Consistent with their materialistic assumptions, they considered the counselee a basket case. Therefore, for them, UPR was no more than a necessary manipulation, which they cynically used as one of many tools. Meanwhile, there were other therapists who were genuinely compassionate. For them, UPR complemented their natural empathetic inclinations, although they might have had difficulty philosophically justifying UPR.

However, UPR should never become an excuse to enable or indulge immoral behavior. Instead, it was because I regarded my probationers with UPR, that I also regarded them as responsible moral beings, culpable before the law. Consequently, I also confronted and even threatened them. From the start, I laid out the law for them – their conditions of probation – explaining to them that I would not hesitate to send them back to court if they failed to fulfill their conditions. I feel that I dignified them by taking the stance that they were responsible for their conduct, and this was something about which I never received an argument! However, I assured them that, if they were trying to go in the right direction that I’d be there for them, and if they weren’t, I’d be posed against them.

UPR doesn’t mean that relationships should only be about soft-fuzzies. There are objective behavioral standards to which we must conform. This is because there is an objective moral reality supported by a righteous creator God. Without such a God, we cannot have coherent moral or legal standards. Otherwise, these standards would then be no more than socially created, mutable, moral conventions – relative standards to which, in good conscience, I wouldn’t be able to require anyone to follow.

However, this raises an important philosophical question – “How can we regard someone positively and negatively at the same time?” In order to reconcile this paradox, there has to be two different perspectives – a material, performance-based perspective and a transcendent perspective. With only the material perspective, we can only judge someone based upon performance. With only the transcendent perspective, we cannot engage their behaviors as we must.

Occasionally, I’d receive a report that my probationer was harassing his girlfriend. I would have to take action in a way that wouldn’t compromise my principles - UPR, justice and the need to protect the innocent. Happily, there is no essential conflict between these principles.
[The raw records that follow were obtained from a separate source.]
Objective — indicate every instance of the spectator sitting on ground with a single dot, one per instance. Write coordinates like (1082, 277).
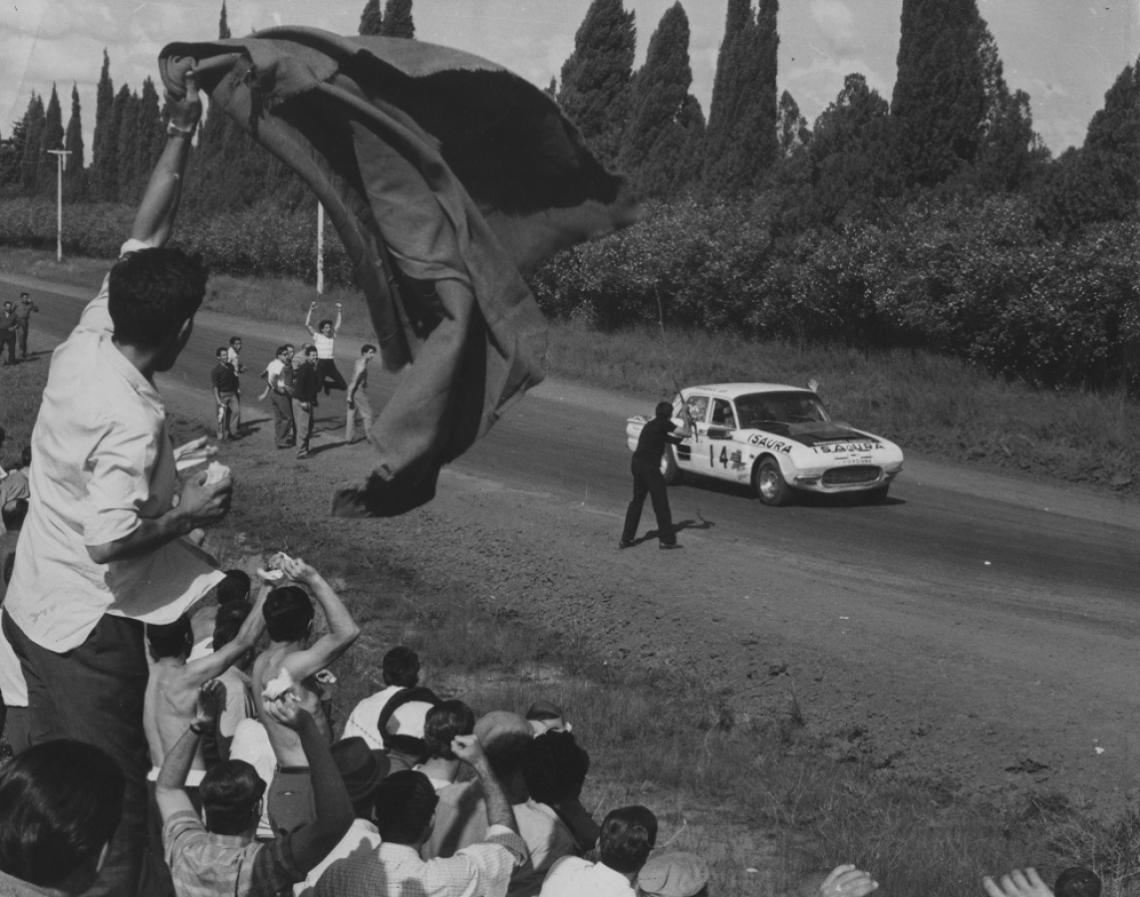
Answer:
(361, 771)
(172, 690)
(1017, 883)
(399, 669)
(627, 836)
(220, 857)
(62, 802)
(442, 723)
(1077, 881)
(555, 769)
(401, 726)
(674, 874)
(461, 818)
(405, 802)
(287, 666)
If I regard the probationer with UPR, this doesn’t mean that I can’t criticize or punish their behavior. If I regard them positively, I will speak the truth to them and hold them accountable. We should not give into the temptation to regard them as a mere product of their environment. This is to demean them.

If they’ve done wrong, they require a punitive response, not only for the good of society but also for their own good. I found that once they understood that I was trying to be fair, I rarely experienced any hostility from them. In fact, the younger ones would welcome a firm disciplinary hand.

I had derived a deep joy in doing this work. There was partly because I believed in what I was doing. I believed in justice, and I also believed in the value of the people who had been committed to my oversight.

True UPR requires humility – accurately seeing our inadequate selves apart from our denials and self-promotion. If I regard myself as a superior human being, it becomes almost impossible to not look down on others. But the Lord had painfully revealed to me that if it wasn’t for His protection, I could have easily ended up either behind bars or as a suicide statistic. This self-realization changes the way we regard others.